Кем же была  «многоликая» Таня в середине 1890-х годов, времени самой тесной своей связи с Чеховым?  В эти годы Щепкина-Куперник только начинала писать – и то в том духе, который вряд ли мог заинтриговать Чехова (впоследствии она сама отмечала свое пристрастие к несложным сюжетам, оправдывая это фразой Гейне «Все это старая сказка, но вечно она нова»). Она создавала пьесы, в основном одноактные, пользовавшиеся определенным успехом, публиковала прозаические произведения, несколько мелодраматического толка («любила стариков и старушек, часто /…/ их делала героями своих рассказов, чувствуя всю невысказанную патетику старости» ), пробовала свои силы в стихах. И если ее пьесы Чехову не очень нравились –  он всегда отзывался о них с долей иронии («Я хочу прочесть здесь лекцию «об упадке драматического искусства в связи с вырождением» - и мне придется прочесть отрывки из Ваших пьес» , - писал он ей), то об одном ее стихотворении («На кладбище». – М.М.), навеянном похоронами его отца, отозвался очень горячо: оно «просто прелесть, одно великолепие. Очень, очень хорошо» . Тем не менее, ее драматические произведения он старался даже пропагандировать, чем подтверждал свое дружескую заинтересованность в ее судьбе: драматический этюд «Вечность в мгновении» рекомендовал Ялтинской женской гимназии для постановки, обещая автору гонорар в «один рупь» и своевременную рецензию, а «Романтики» Э.Ростана действительно были благодаря его хлопотам там поставлены. Он одним из первых оценил Щепкину-Куперник как переводчика, отмечая «изящество»  перевода этой пьесы французского драматурга, хотя его творчество считал «высокопарным и ходульным» .
Хвалил же он Татьяну Львовну чаще под видом шутки, так, что не совсем было понятно, насколько можно доверять положительной оценке. «Сегодня, в 9 часов утра /…/ прочел Ваше «Одиночество» и простил Вам все Ваши прегрешения. Рассказ положительно хорош, и нет сомнения, что Вы умны и бесконечно хитры. Меня больше всего тронула художественность рассказа» . «Художественность», которая может «тронуть»? Это как-то не «по-чеховски»… Или вот другой пример. Чехов будто бы говорил: «У нее только 25 слов. Упоенье, моленье, трепет, лепет, слезы, грезы. И она с этими словами пишет чудные стихи» . И тоже непонятно – издевался он или восторгался? И все же он считал ее «талантливой девочкой» , хотя и сетовал, что «бабы с пьесами размножаются не по дням, а по часам» . Чехову не могла быть близка заданность пьес Щепкиной-Куперник, их морализаторский характер, экзальтированность их тона, то, что в них страсти «рвутся в клочья».
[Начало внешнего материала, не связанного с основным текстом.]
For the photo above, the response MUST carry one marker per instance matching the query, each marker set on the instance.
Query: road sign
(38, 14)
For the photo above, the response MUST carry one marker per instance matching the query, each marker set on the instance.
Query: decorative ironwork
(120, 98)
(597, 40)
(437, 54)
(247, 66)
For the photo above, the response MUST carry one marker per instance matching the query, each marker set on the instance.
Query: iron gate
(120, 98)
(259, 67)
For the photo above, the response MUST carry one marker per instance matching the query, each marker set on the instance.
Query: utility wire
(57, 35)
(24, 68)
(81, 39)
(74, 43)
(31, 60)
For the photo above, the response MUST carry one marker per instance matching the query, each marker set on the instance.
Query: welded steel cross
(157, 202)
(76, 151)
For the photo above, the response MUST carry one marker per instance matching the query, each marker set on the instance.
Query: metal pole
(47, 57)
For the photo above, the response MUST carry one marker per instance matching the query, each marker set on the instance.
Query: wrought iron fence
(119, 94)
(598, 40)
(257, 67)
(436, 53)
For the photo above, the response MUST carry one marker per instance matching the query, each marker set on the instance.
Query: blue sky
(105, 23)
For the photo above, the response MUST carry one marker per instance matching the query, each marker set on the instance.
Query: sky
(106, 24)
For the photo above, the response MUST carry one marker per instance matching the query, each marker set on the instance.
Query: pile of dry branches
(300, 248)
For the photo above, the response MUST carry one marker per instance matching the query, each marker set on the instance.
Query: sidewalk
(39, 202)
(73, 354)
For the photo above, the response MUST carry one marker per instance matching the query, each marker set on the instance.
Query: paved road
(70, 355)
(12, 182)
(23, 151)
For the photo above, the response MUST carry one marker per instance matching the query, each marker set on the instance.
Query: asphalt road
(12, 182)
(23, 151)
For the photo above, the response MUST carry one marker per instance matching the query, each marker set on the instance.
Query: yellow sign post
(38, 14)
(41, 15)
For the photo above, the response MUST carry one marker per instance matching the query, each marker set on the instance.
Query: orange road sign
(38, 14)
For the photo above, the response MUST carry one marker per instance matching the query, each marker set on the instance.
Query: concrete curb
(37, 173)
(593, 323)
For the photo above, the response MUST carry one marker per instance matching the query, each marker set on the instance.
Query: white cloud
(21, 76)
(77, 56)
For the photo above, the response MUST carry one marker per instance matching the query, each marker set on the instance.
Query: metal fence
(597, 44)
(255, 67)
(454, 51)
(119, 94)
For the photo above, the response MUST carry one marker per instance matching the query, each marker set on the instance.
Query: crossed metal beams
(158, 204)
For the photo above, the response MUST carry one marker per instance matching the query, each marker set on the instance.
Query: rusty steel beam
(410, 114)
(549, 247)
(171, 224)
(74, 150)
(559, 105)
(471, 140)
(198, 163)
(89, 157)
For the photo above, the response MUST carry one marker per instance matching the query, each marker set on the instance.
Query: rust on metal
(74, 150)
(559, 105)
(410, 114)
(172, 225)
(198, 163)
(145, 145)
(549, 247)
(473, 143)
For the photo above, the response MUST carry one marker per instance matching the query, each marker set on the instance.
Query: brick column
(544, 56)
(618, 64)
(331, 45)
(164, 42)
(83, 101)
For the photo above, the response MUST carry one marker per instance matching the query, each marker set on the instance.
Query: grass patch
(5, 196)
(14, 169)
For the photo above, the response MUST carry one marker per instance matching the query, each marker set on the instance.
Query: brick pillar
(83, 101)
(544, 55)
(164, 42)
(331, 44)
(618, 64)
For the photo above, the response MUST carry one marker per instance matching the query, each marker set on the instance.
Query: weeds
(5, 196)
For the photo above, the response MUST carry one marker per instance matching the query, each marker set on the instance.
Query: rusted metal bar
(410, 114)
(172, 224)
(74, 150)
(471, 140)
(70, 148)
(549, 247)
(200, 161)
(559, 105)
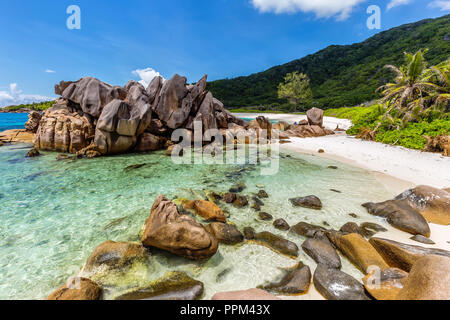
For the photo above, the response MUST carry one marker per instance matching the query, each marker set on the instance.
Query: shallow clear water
(54, 213)
(10, 121)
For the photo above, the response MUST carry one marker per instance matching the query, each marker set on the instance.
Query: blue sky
(223, 38)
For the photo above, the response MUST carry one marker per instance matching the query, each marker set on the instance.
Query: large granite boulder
(64, 128)
(432, 203)
(167, 229)
(90, 94)
(315, 117)
(401, 216)
(403, 256)
(358, 250)
(78, 289)
(113, 120)
(429, 279)
(32, 124)
(337, 285)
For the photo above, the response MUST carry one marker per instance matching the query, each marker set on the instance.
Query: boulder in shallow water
(172, 286)
(322, 252)
(403, 256)
(148, 142)
(337, 285)
(401, 216)
(281, 224)
(245, 295)
(351, 227)
(33, 153)
(315, 117)
(305, 229)
(240, 202)
(32, 124)
(432, 203)
(206, 209)
(225, 233)
(78, 289)
(429, 279)
(311, 202)
(358, 250)
(277, 243)
(166, 229)
(116, 255)
(295, 281)
(385, 284)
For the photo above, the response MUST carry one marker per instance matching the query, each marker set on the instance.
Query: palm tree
(417, 91)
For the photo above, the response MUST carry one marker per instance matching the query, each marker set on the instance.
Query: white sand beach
(408, 167)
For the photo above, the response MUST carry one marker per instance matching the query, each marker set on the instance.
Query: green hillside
(341, 75)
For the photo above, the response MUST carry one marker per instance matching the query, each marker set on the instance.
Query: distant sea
(10, 121)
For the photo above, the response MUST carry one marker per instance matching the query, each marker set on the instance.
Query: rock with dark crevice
(311, 202)
(294, 281)
(337, 285)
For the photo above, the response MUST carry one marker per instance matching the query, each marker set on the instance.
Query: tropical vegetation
(340, 75)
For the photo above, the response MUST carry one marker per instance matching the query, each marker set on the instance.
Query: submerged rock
(281, 224)
(205, 209)
(322, 252)
(295, 281)
(115, 255)
(432, 203)
(429, 279)
(240, 202)
(245, 295)
(172, 286)
(403, 256)
(276, 243)
(337, 285)
(229, 197)
(33, 153)
(306, 230)
(78, 289)
(265, 216)
(166, 229)
(369, 229)
(311, 202)
(249, 233)
(225, 233)
(350, 227)
(400, 215)
(358, 250)
(262, 194)
(385, 284)
(422, 239)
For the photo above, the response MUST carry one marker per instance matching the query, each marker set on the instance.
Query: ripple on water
(54, 213)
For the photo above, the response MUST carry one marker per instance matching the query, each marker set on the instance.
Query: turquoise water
(12, 121)
(54, 213)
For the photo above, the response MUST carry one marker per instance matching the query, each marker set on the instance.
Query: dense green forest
(341, 75)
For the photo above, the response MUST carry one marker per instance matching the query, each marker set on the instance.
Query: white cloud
(444, 5)
(322, 8)
(146, 75)
(396, 3)
(14, 96)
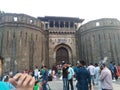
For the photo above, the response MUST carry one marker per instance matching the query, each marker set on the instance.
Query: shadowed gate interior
(62, 55)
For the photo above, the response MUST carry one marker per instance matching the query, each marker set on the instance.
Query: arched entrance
(62, 55)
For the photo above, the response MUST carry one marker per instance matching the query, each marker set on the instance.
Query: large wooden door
(62, 55)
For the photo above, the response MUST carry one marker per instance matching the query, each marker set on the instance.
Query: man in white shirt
(105, 77)
(91, 69)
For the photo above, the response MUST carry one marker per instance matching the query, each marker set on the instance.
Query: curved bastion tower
(99, 39)
(22, 42)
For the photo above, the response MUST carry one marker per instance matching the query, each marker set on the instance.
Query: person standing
(65, 76)
(111, 67)
(91, 69)
(83, 78)
(70, 76)
(105, 77)
(45, 78)
(115, 71)
(36, 73)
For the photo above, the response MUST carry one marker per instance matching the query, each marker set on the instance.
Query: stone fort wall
(22, 42)
(98, 39)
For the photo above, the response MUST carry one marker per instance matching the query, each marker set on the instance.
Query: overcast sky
(85, 9)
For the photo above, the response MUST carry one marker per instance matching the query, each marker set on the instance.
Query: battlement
(104, 22)
(19, 18)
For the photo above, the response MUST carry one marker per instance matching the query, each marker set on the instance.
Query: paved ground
(57, 85)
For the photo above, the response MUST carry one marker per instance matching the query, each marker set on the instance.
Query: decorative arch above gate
(63, 53)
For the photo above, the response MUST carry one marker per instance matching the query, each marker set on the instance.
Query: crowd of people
(85, 75)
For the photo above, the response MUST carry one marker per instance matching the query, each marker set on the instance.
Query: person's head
(1, 62)
(45, 67)
(96, 64)
(82, 63)
(102, 66)
(6, 78)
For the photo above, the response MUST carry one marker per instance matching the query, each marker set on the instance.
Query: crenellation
(100, 23)
(20, 18)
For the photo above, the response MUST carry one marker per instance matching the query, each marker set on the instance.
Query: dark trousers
(71, 84)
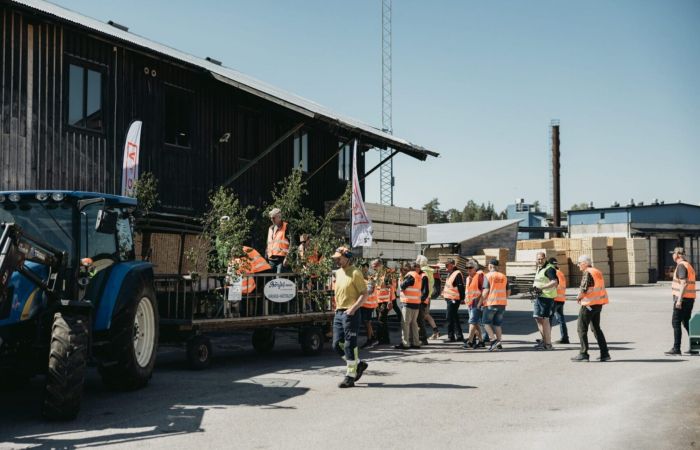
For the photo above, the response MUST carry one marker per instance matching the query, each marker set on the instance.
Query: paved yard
(437, 397)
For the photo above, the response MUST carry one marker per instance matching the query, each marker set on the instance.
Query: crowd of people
(485, 295)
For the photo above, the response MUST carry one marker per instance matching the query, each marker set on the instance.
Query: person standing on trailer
(350, 293)
(277, 241)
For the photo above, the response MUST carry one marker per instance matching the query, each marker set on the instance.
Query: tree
(434, 213)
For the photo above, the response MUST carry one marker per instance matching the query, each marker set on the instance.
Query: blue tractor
(72, 294)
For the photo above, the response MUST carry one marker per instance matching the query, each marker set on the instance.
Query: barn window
(345, 163)
(178, 115)
(85, 99)
(301, 151)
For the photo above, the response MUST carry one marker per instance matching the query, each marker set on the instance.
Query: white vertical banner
(361, 223)
(130, 166)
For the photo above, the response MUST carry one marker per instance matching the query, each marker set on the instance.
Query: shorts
(493, 315)
(544, 307)
(367, 314)
(474, 315)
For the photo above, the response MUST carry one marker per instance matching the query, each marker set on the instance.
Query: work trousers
(409, 327)
(591, 317)
(559, 318)
(383, 327)
(681, 317)
(454, 328)
(345, 330)
(397, 309)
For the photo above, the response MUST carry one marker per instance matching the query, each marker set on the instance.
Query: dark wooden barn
(71, 85)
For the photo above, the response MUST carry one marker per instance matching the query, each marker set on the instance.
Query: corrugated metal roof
(454, 233)
(235, 78)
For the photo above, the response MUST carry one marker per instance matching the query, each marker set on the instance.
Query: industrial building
(665, 226)
(71, 86)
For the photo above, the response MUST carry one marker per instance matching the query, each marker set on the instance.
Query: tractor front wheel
(67, 363)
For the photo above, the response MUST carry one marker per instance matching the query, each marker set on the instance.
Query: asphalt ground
(440, 396)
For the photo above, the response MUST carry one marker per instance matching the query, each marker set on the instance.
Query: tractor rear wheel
(67, 364)
(134, 341)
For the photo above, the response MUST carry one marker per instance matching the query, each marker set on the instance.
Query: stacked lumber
(619, 266)
(638, 260)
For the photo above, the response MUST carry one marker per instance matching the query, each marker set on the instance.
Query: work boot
(347, 382)
(361, 367)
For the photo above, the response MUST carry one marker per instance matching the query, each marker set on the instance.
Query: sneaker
(361, 367)
(347, 382)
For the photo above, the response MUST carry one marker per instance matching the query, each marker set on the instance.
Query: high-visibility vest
(277, 243)
(690, 282)
(451, 292)
(473, 288)
(541, 280)
(412, 293)
(253, 262)
(561, 287)
(596, 295)
(498, 284)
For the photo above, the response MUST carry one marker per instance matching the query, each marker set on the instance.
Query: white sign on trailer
(280, 290)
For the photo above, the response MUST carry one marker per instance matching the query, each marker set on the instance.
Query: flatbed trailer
(192, 308)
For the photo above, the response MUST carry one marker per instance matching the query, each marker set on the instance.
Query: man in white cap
(277, 241)
(350, 293)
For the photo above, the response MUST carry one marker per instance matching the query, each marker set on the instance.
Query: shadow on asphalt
(419, 386)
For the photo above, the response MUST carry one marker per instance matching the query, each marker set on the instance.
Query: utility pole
(386, 172)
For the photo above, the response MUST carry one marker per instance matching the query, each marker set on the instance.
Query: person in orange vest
(592, 297)
(475, 286)
(494, 299)
(277, 241)
(368, 307)
(683, 290)
(383, 285)
(414, 291)
(453, 293)
(350, 291)
(559, 301)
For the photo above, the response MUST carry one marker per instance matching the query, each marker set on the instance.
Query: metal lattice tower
(386, 172)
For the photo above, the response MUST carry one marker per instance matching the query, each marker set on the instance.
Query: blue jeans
(345, 330)
(558, 318)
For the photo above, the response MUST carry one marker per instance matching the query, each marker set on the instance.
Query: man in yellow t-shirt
(350, 294)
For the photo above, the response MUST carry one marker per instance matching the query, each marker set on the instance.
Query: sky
(479, 82)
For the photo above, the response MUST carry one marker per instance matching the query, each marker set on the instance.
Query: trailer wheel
(263, 340)
(133, 342)
(311, 341)
(199, 352)
(67, 363)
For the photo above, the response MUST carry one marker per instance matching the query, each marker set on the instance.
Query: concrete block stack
(619, 264)
(638, 260)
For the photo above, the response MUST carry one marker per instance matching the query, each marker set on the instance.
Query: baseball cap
(342, 251)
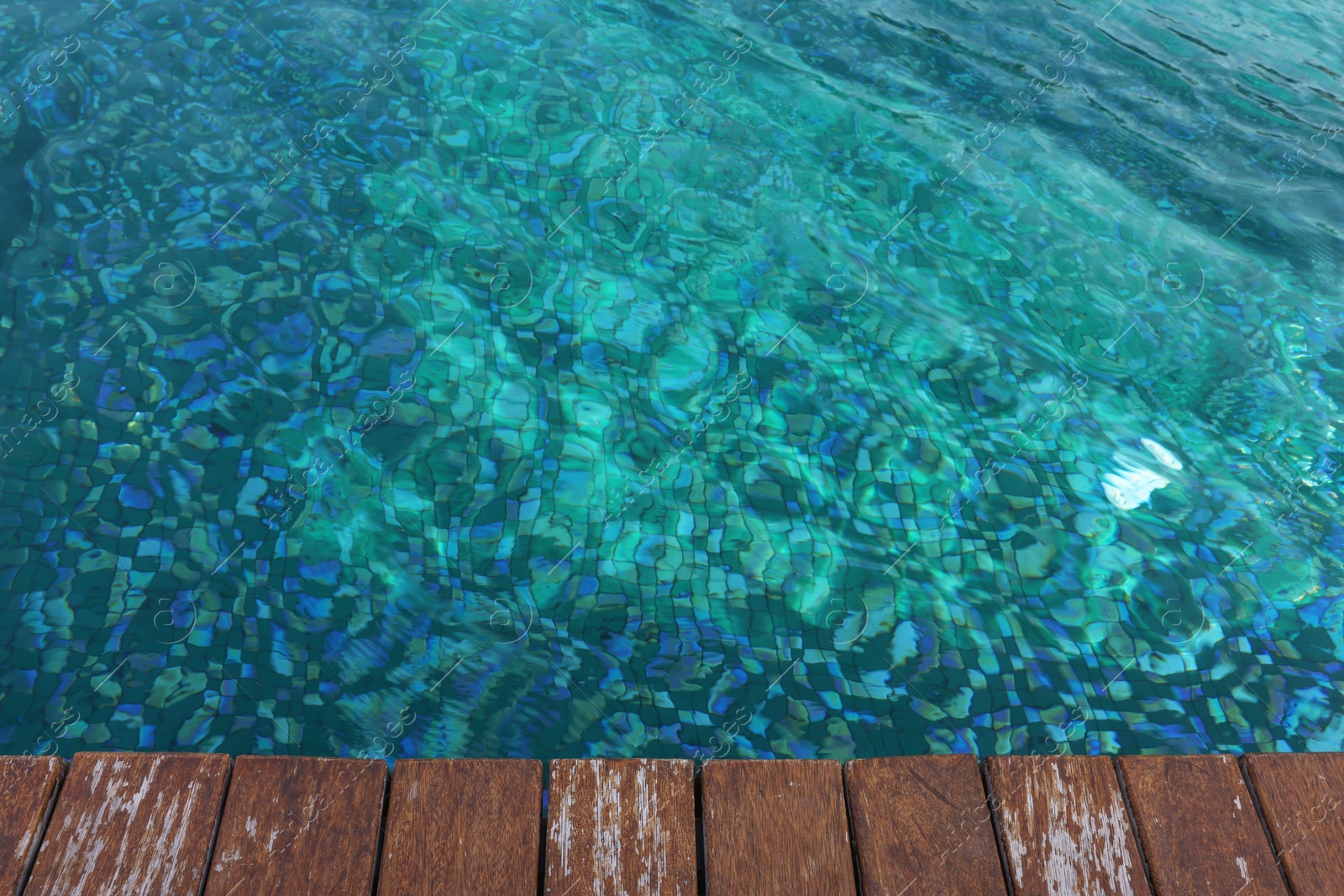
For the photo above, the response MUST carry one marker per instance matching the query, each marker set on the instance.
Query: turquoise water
(671, 379)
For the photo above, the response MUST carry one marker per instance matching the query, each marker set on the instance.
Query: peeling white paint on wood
(625, 826)
(138, 815)
(1084, 848)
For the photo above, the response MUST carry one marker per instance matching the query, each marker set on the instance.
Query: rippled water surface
(671, 379)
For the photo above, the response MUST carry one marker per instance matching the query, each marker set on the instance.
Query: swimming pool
(671, 379)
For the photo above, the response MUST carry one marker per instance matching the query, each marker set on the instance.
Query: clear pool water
(671, 378)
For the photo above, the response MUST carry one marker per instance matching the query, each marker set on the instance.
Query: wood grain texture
(297, 825)
(922, 828)
(622, 826)
(776, 828)
(27, 789)
(463, 826)
(132, 824)
(1200, 828)
(1303, 799)
(1065, 828)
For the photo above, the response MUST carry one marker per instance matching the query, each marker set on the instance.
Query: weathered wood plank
(1200, 828)
(1303, 799)
(132, 824)
(622, 826)
(299, 825)
(27, 793)
(1065, 828)
(776, 826)
(463, 826)
(922, 828)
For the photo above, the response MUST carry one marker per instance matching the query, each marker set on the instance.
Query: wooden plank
(132, 824)
(300, 825)
(776, 826)
(1303, 799)
(1065, 828)
(463, 826)
(27, 793)
(1200, 828)
(922, 828)
(622, 826)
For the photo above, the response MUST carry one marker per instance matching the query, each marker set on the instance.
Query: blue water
(671, 379)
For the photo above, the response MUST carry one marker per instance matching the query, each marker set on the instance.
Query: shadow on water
(15, 190)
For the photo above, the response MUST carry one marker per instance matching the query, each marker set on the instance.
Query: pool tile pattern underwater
(669, 380)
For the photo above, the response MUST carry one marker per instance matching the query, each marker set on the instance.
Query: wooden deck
(186, 824)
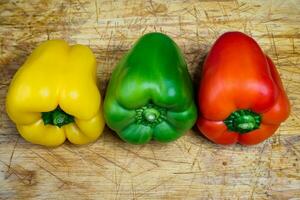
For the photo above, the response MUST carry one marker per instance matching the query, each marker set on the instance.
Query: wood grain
(190, 168)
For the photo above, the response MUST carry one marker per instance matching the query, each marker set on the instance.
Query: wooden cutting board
(190, 168)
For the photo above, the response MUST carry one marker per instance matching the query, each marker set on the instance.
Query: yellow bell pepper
(54, 96)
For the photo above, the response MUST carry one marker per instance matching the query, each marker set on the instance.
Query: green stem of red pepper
(243, 121)
(57, 117)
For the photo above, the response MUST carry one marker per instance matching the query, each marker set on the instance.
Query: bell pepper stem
(57, 117)
(243, 121)
(150, 115)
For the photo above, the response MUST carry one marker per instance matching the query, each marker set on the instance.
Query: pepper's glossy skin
(150, 93)
(56, 74)
(236, 76)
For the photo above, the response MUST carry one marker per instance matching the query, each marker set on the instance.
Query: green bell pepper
(150, 93)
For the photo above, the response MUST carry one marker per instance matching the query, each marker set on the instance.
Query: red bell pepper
(241, 97)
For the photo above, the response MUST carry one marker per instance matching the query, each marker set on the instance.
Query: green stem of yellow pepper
(57, 117)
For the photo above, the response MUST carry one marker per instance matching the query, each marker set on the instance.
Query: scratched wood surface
(190, 168)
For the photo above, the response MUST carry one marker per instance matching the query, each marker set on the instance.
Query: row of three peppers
(54, 95)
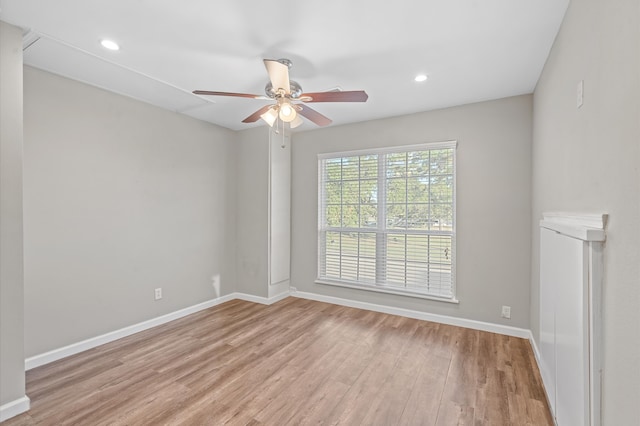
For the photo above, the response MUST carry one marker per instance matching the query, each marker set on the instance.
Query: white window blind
(387, 220)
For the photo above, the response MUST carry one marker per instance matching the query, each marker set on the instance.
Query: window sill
(380, 289)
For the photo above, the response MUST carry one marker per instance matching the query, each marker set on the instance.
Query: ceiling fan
(284, 92)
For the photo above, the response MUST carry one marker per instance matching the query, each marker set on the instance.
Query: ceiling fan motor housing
(295, 90)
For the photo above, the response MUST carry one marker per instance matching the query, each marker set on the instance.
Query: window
(386, 220)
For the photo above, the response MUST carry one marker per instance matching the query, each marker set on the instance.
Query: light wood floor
(294, 362)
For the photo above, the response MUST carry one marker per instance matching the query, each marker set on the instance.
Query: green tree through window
(386, 219)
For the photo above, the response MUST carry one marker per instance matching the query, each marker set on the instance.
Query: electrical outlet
(506, 312)
(580, 94)
(215, 281)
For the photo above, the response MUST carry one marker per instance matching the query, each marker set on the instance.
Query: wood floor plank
(297, 362)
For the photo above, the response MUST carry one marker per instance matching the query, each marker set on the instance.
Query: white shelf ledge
(586, 227)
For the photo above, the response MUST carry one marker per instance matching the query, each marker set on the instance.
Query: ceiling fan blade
(348, 96)
(278, 74)
(237, 95)
(313, 115)
(256, 115)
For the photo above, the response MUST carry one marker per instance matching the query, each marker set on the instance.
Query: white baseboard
(262, 300)
(442, 319)
(537, 356)
(74, 348)
(13, 408)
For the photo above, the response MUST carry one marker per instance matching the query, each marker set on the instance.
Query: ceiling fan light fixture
(296, 122)
(287, 112)
(270, 116)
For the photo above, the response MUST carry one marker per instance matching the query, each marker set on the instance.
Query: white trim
(425, 316)
(386, 150)
(260, 299)
(57, 354)
(74, 348)
(15, 407)
(536, 354)
(587, 227)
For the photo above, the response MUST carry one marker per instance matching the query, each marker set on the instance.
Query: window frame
(386, 288)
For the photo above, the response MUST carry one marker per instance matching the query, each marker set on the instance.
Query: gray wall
(586, 160)
(252, 180)
(120, 197)
(493, 203)
(12, 383)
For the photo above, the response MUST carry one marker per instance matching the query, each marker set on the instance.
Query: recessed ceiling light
(110, 44)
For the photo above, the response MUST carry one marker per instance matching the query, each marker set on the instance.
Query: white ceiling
(472, 50)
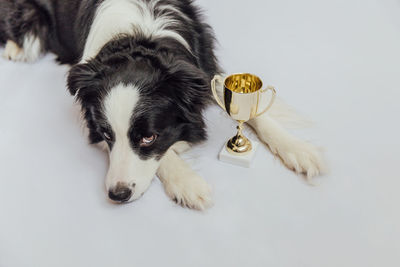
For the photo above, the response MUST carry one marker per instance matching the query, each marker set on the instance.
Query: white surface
(335, 61)
(239, 160)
Середина 1890-х годов - это частые визиты Чехова в Москву, когда он проводил время, по собственному признанию, словно в «каком-то чаду», но при этом чувствовал себя беспредельно «свободным»  и счастливым, окруженным всеобщим вниманием и поклонением. Чуть позже – приобретение Мелихова и обустройство в этом любимом им уголке России. Для Чехова – это один из стабильнейших периодов жизни, когда признаки губительной болезни еще не были явными, а творческие силы все прибывали и прибывали. Для Щепкиной-Куперник – это время «легкодумной юности» , когда она вращалась в компании людей, умевших веселиться как дети: «почтенный профессор политической экономии Иванюков лез под стол и лаял оттуда собакой, а толстый, как воздушный шар, писатель Михеев танцевал балетное па» . Чехов, казалось бы, разделял все увлечения московской шумной компании, участвовал в розыгрышах и «общих плаваниях», но проницательная Щепкина-Куперник уже тогда уловила, что «за его шутками чувствовалась грусть и отчужденность», что «он не с нами», что он – зритель, а не действующее лицо /…/» . Но и он все же мог «соответствовать» царящему настроению: прозвал себя Авеланом, которого всюду, как морского министра Франции, принимают с распростертыми объятиями, или св. Антонием, как на фото, где он, сохраняющий каменное лицо, изображен со смеющимися, тянущимися к нему Яворской и Щепкиной-Куперник.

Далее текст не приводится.